Kinbazhin (Կինբաժին), was a women's organization in Armenia, founded in 1920. It was the Armenian chapter of the Zhenotdel, and had the task to introduce the new role of women in Armenian SSR. While it did not fully achieve the ideal Communist society, it did achieve a revolutionary change in the life of women in Armenia.

==History==
When Armenia belonged to Russia, the Armenian women's movement was very weak. While secondary education school for girls existed in Armenia from 1850, the majority of women lived a very traditional life, and when Armenia became a part of the Soviet Union in 1920, the situation of women in Armenia was seen as among the lower among the soviet republics.
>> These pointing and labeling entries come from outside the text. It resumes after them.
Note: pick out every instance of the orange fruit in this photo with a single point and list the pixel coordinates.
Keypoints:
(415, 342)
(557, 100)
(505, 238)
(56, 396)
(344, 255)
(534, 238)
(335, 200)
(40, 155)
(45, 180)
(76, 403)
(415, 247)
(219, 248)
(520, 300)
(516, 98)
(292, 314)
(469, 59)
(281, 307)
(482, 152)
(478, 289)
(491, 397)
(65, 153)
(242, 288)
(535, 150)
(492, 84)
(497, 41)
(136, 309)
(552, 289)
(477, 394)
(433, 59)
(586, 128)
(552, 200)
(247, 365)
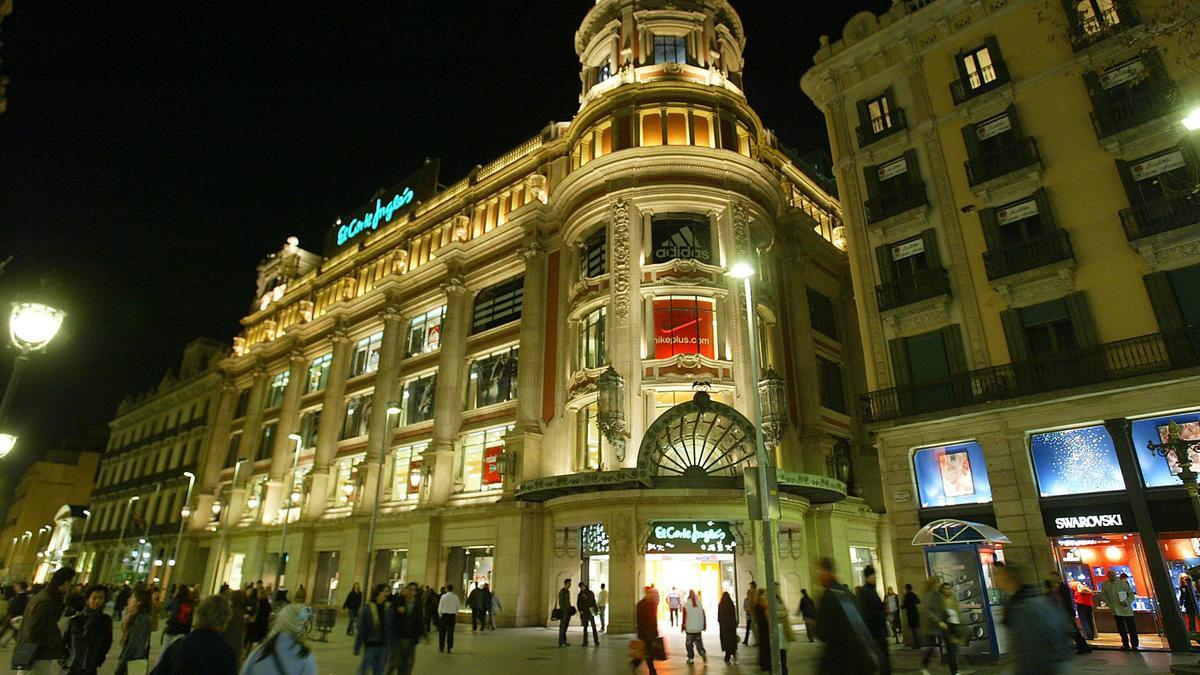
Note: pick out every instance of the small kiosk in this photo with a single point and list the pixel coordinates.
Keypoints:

As in other soviet republics, the authorities introduced a woman's chapter of the Zhenotdel to introduce the reforms in women's position.

===Policy and activity===
The Soviet vision was that Armenian women should leave the traditional gender segregation, stop covering their faces, educate themselves, became politically schooled and start to work and contribute to the economy, and the policy was to provide women with day-care for children and encourage men to share household work to make this possible.
The Kinbazhin made home visits and informed women of their role in society and the new rights afforded to them in order to fulfil them and assisted them in order to use them; among these rights being women's rights to education, professional rights, the right to be promoted, day-care for children, contraception and abortion.

===Dissolution===
In 1930, the Zhenotdel was abolished because it was the official opinion of the Soviet State that gender equality had now been successfully introduced in the Soviet Union, which also resulted in abolition of its equaivalents in the separate soviet republics, such as the Kinbazhin of Armenia.